We argue that the debates about theoretical mechanisms can advance by shifting the focus from a general concept of health (as it is measured by self-assessed health) to the diversity of facets which constitute a person?s health. This analytical strategy yields the existence of many different pathways, demonstrating that not all illnesses are influenced by the same social conditions to the same extent.
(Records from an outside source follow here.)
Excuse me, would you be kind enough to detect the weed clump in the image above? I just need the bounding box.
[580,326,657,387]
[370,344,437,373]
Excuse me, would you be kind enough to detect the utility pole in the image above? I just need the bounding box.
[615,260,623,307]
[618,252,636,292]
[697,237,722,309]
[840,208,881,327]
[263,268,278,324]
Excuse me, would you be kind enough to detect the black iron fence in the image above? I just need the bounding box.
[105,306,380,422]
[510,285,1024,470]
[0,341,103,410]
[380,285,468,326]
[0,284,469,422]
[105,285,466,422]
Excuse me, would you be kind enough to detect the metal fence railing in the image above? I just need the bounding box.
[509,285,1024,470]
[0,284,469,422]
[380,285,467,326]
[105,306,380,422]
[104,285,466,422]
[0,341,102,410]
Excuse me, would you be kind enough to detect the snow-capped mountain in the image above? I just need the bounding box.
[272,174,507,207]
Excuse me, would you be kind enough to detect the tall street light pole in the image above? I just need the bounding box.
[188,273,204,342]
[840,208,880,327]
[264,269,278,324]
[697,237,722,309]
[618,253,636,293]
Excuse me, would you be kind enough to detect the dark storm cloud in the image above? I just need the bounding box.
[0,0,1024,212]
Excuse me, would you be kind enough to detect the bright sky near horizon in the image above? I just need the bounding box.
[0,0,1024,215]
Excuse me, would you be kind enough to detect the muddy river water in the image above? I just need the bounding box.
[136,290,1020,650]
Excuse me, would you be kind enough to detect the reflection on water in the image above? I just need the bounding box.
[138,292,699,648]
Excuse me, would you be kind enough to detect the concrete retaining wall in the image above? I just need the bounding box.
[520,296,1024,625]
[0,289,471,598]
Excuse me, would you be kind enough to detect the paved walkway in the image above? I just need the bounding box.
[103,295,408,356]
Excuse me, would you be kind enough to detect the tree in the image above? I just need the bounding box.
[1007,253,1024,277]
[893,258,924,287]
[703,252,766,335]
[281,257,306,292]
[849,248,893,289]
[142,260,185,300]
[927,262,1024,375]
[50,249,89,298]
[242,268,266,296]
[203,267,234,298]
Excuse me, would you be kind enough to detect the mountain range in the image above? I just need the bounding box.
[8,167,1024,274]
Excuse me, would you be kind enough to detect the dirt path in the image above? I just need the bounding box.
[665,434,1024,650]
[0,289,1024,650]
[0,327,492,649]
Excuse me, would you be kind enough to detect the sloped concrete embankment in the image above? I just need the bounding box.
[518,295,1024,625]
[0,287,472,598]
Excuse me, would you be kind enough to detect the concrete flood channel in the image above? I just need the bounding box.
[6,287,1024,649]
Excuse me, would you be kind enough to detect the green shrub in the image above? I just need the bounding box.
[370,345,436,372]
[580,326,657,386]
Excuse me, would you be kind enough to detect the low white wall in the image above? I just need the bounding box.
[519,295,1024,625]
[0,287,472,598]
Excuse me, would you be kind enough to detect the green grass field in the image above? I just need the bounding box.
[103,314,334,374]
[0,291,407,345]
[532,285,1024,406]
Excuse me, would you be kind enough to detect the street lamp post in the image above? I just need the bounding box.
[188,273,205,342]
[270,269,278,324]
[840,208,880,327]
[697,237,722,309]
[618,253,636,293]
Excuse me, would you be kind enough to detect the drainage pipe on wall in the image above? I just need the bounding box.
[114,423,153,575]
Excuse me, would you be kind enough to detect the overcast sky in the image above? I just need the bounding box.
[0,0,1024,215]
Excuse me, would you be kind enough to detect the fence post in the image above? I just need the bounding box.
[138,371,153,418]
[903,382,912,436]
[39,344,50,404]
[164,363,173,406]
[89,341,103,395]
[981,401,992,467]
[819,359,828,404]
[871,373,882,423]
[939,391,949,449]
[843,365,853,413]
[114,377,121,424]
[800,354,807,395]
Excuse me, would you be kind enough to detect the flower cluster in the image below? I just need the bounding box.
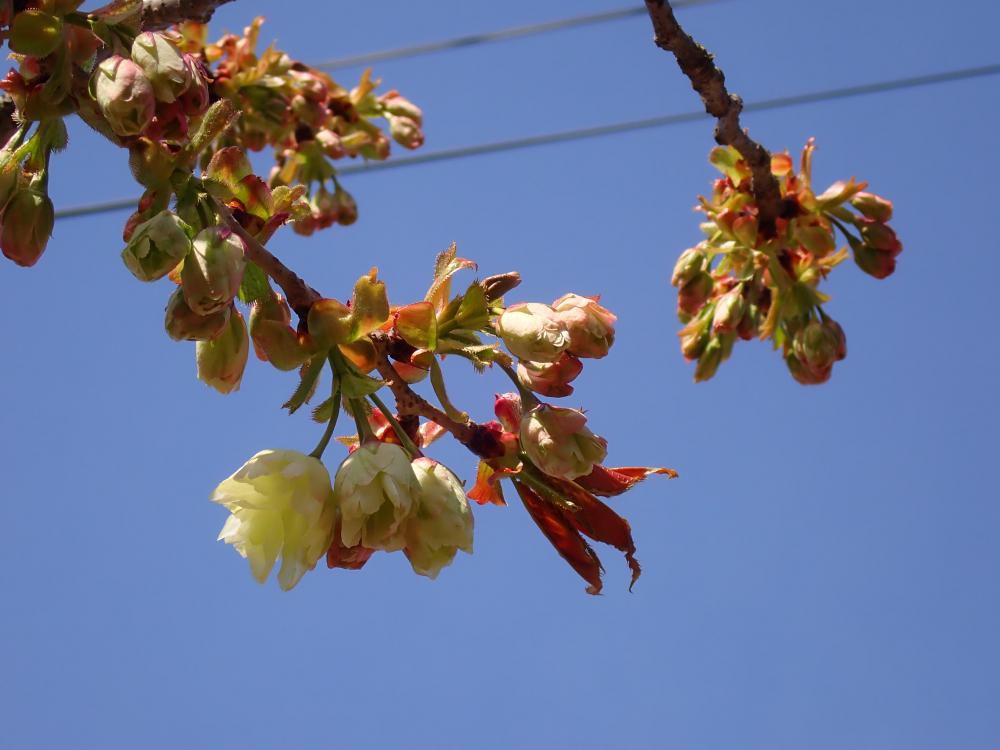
[204,246,672,593]
[180,18,424,235]
[671,140,903,384]
[212,441,473,591]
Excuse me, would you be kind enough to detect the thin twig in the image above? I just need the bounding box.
[142,0,232,31]
[646,0,782,236]
[215,201,321,319]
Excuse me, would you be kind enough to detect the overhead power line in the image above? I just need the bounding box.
[56,64,1000,219]
[313,0,721,70]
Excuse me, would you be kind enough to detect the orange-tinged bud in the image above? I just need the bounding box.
[493,393,522,432]
[90,55,156,135]
[508,352,583,402]
[195,309,250,393]
[163,289,231,341]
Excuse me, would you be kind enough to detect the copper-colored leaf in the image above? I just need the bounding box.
[514,481,604,594]
[469,461,507,505]
[549,478,642,591]
[576,464,677,497]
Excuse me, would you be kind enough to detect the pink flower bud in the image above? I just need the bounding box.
[552,294,618,359]
[520,404,608,480]
[496,302,570,362]
[517,352,583,398]
[90,55,156,135]
[493,393,521,432]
We focus on person over 50 whose health status is very much determined by chronic illness. Using data from the Survey of Health, Ageing and Retirement, collected in 2004, we compare inequality levels for self-assessed health, different types of chronic illnesses as well as the number of chronic illnesses (as a measure for co- and multimorbidity). The results reveal substantial variation in health inequalities across different medical conditions. While a higher level of education or wealth buffers against certain conditions (e.g. diabetes, high blood pressure), we find almost no effect on others (e.g. cancer, asthma). Inequalities also vary dramatically across nations. We find that this variation in the socioeconomic gradient can be partially accounted for by cross-national differences in economic development and welfare state activity. Inequalities are highest for the existence of co- and multi-morbidity which indicates that health inequalities might not so much relate to the existence of certain conditions but to the severity of these illnesses. Consequently, the influence of social and societal effects on health inequalities in old age seems to rely not only on the prevention but also on the effective management of chronic illnesses.